The cultural evolution of shoddy science in response to publication incentives requires no conscious strategizing, cheating or loafing on the part of individual researchers. There will always be researchers committed to rigorous methods and scientific integrity. But as long as institutional incentives reward positive, novel results at the expense of rigor, the rate of bad science, on average, will increase.
Simulating scientists and their incentives
There is ample evidence suggesting that publication incentives have been negatively shaping scientific research for decades. The frequency of the words “innovative,” “groundbreaking” and “novel” in biomedical abstracts increased by 2,500 percent or more over the past 40 years. Moreover, researchers often don’t report when hypotheses fail to generate positive results, lest reporting such failures hinders publication.
We reviewed statistical power in the social and behavioral science literature. Statistical power is a quantitative measurement of a research design’s ability to identify a true association when present. The simplest way to increase statistical power is to increase one’s sample size – which also lengthens the time needed to collect data. Beginning in the 1960s, there have been repeated outcries that statistical power is far too low. Nevertheless, we found that statistical power, on average, has not increased.

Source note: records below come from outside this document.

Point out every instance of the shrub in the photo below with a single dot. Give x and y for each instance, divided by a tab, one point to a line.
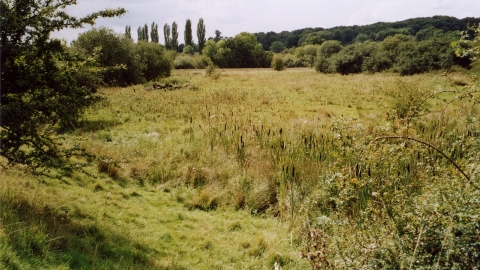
184	62
277	63
188	50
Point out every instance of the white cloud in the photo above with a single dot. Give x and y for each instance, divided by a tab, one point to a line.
232	17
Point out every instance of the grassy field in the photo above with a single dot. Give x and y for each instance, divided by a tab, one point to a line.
254	167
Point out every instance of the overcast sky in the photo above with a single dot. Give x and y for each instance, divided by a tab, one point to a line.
234	16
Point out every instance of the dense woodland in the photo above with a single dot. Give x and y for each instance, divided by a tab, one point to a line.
408	47
420	28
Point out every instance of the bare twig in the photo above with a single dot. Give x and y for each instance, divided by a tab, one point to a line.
426	144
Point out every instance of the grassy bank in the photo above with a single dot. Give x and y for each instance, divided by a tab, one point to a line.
233	171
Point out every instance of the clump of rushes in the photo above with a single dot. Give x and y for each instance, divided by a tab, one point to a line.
277	62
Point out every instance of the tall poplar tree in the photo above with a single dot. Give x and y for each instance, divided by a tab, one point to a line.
140	33
145	33
201	35
188	33
154	33
174	45
166	36
128	32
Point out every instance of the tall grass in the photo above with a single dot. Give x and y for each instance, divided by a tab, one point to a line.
314	151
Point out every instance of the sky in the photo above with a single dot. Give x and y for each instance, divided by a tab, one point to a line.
232	17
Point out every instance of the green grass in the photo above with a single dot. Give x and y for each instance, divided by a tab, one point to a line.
232	172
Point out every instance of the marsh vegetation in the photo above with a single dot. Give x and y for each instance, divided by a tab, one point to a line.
237	171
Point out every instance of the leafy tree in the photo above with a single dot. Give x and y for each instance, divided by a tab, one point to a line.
188	50
174	41
201	32
329	47
246	52
277	47
166	36
140	33
361	38
154	61
40	88
277	63
128	32
154	33
188	33
123	62
145	33
313	39
116	55
218	36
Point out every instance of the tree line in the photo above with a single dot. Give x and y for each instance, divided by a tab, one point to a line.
374	32
170	35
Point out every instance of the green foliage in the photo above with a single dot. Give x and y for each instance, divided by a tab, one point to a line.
40	88
188	61
188	36
154	61
188	50
218	36
277	63
201	35
241	51
125	62
154	37
174	40
166	36
443	25
313	39
328	48
277	47
142	33
128	32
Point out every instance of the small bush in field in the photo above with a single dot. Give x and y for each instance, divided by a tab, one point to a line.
212	71
184	62
277	63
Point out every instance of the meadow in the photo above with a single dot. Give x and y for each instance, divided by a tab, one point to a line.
245	168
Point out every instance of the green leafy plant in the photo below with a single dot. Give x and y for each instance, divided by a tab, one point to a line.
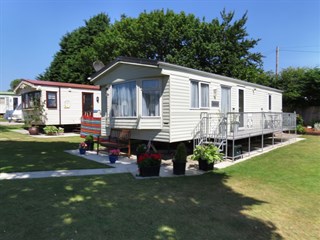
300	129
50	129
89	138
181	153
36	115
317	126
149	160
141	148
60	130
83	145
209	153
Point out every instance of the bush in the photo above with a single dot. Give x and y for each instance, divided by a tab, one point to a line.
300	129
299	120
50	130
317	126
89	138
181	153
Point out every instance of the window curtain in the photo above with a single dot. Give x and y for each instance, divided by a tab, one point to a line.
194	94
124	100
204	95
150	98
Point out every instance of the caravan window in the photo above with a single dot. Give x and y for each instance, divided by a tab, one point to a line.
150	97
51	99
199	95
29	99
124	100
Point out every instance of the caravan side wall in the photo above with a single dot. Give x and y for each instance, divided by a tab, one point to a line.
7	102
69	105
184	119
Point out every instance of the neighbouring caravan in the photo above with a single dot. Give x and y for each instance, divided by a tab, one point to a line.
164	102
64	103
8	102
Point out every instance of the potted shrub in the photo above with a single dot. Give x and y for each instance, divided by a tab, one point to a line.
207	155
82	148
89	141
60	131
149	164
113	155
50	130
180	160
35	117
141	149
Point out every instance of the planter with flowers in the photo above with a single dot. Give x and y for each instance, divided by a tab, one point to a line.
141	149
207	156
113	155
82	148
149	164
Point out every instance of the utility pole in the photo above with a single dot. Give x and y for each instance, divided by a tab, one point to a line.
277	61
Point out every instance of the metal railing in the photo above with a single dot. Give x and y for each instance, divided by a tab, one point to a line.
218	128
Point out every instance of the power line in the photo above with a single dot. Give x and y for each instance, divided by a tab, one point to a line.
288	50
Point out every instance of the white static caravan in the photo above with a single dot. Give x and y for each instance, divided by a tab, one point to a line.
64	103
164	102
8	102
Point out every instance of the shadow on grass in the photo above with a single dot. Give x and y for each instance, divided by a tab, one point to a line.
120	207
22	156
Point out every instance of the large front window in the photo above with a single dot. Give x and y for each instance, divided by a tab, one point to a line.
199	95
30	99
150	97
124	100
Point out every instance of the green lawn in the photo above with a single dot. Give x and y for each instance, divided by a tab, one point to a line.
273	196
21	153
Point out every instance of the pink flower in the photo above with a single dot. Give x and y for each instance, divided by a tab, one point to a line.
114	152
83	145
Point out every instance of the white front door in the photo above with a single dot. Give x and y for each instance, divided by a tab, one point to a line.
225	99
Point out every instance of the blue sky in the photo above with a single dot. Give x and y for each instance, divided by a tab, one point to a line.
30	30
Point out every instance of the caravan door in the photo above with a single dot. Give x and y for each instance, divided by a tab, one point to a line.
87	104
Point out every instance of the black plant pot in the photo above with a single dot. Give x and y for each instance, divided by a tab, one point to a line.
90	145
205	166
33	130
179	168
149	171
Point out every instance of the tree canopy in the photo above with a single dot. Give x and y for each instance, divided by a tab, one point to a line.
221	46
301	87
14	84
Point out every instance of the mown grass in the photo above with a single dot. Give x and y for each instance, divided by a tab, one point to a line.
21	153
273	196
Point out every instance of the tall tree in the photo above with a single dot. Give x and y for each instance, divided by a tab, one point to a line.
14	84
73	63
301	87
220	46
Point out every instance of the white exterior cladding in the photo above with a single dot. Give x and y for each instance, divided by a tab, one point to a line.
69	102
177	119
7	100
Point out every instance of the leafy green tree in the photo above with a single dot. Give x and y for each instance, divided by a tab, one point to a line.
221	46
14	84
301	87
73	63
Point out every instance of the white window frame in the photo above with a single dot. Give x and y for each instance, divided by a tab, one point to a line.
199	102
156	89
113	114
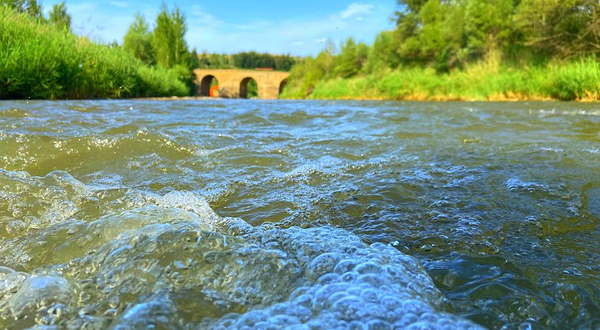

The evidence is suggestive, but it is not conclusive. To more systematically demonstrate the logic of our argument, we built a computer model in which a population of research labs studied hypotheses, only some of which were true, and attempted to publish their results.
As part of our analysis, we assumed that each lab exerted a characteristic level of “effort.” Increasing effort lowered the rate of false positives, and also lengthened the time between results. As in reality, we assumed that novel positive results were easier to publish than negative results. All of our simulated labs were totally honest: they never cheated. However, labs that published more were more likely to have their methods “reproduced” in new labs – just as they would be in reality as students and postdocs leave successful labs where they trained and set up their own labs. We then allowed the population to evolve.
The result: Over time, effort decreased to its minimum value, and the rate of false discoveries skyrocketed.
And replication – while a crucial tool for generating robust scientific theories – isn’t going to be science’s savior. Our simulations indicate that more replication won’t stem the evolution of bad science.
Taking on the system
The bottom-line message from all this is that it’s not sufficient to impose high ethical standards (assuming that were possible), nor to make sure all scientists are informed about best practices (though spreading awareness is certainly one of our goals). A culture of bad science can evolve as a result of institutional incentives that prioritize simple quantitative metrics as measures of success.
There are indications that the situation is improving. Journals, organizations, and universities are increasingly emphasizing replication, open data, the publication of negative results and more holistic evaluations. Internet applications such as Twitter and YouTube allow education about best practices to propagate widely, along with spreading norms of holism and integrity.
There are also signs that the old ways are far from dead. For example, one regularly hears researchers discussed in terms of how much or where they publish. The good news is that as long as there are smart, interesting people doing science, there will always be some good science. And from where I sit, there is still quite a bit of it.